The emergence of open-source models and interoperable APIs is driving fierce competition in the LLM hosting market. This competition has already led to dramatic price differences between providers. For example:

  • OpenAI GPT-3.5-turbo: US$10 per 10 million tokens
  • lemonfox.ai Mistral 7B: US$5 per 10 million tokens (using open-source models)

These disparities highlight the potential cost savings of opting for open-source models hosted by third-party providers or self-hosting solutions.

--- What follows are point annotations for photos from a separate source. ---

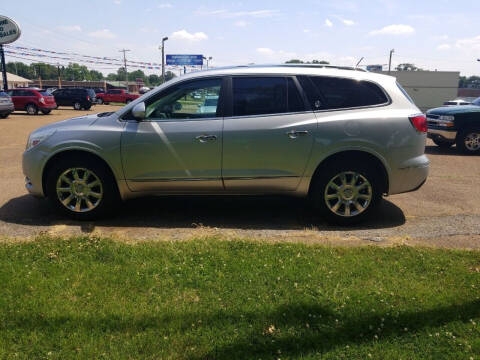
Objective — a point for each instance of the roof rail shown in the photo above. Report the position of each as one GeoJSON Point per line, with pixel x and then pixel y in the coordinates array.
{"type": "Point", "coordinates": [325, 66]}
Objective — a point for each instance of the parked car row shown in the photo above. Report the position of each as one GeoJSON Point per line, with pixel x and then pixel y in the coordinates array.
{"type": "Point", "coordinates": [33, 100]}
{"type": "Point", "coordinates": [459, 125]}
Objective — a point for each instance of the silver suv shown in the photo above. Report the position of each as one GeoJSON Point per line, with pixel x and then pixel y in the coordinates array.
{"type": "Point", "coordinates": [340, 136]}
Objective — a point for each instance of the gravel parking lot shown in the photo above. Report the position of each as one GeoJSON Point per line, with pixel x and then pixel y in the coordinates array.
{"type": "Point", "coordinates": [444, 212]}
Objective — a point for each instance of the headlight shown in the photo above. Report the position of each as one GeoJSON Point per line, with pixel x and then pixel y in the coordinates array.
{"type": "Point", "coordinates": [37, 138]}
{"type": "Point", "coordinates": [446, 118]}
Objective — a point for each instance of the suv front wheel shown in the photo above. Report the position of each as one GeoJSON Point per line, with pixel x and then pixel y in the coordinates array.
{"type": "Point", "coordinates": [82, 189]}
{"type": "Point", "coordinates": [346, 194]}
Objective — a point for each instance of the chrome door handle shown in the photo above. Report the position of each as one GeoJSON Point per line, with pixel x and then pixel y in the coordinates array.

Renting GPUs vs. buying inference services

For businesses and developers, choosing between renting GPU time, self-hosting, or using inference services depends on several factors:

  • Scalability: Hosted inference services are ideal for unpredictable or spiky workloads, as they scale effortlessly.
  • Cost efficiency: For steady, high-volume workloads, self-hosting may be more economical in the long run.
  • Data control: Organizations with strict confidentiality requirements may prefer self-hosting to ensure data never leaves their infrastructure.
  • Open source software is free as in freedom, and free as in free beer. Although there are significant hardware costs for GPU capability, in general an enterprise can self-host AI without incurring software licensing fees.
  • Price competition from vendors using open source solutions no doubt has the effect of constraining the pricing power of closed source vendors.

For example, a small startup building a chatbot might initially use an inference provider like lemonfox.ai to minimize costs and complexity. As their user base grows, they might transition to leased GPU services or invest in dedicated hardware to optimize expenses.

A law firm or medical practice may begin with an air-gapped cloud instance with non-disclosure (NDA) and data protection (DPA) agreements. At some point, the business case may justify taking the service in-house with a self-hosted inference server with GPU hardware.

Conclusion: the road ahead for LLM inference hosting

As LLMs continue to gain traction, the LLM inference hosting market will likely follow the trajectory of web hosting two decades ago—moving toward commoditization and low-margin competition. Businesses and individuals will increasingly weigh the trade-offs between cost, control, and convenience when deciding how to deploy LLM capabilities. The availability of open-source models and interoperable APIs ensures that options will continue to expand, empowering developers to choose the solution that best meets their needs.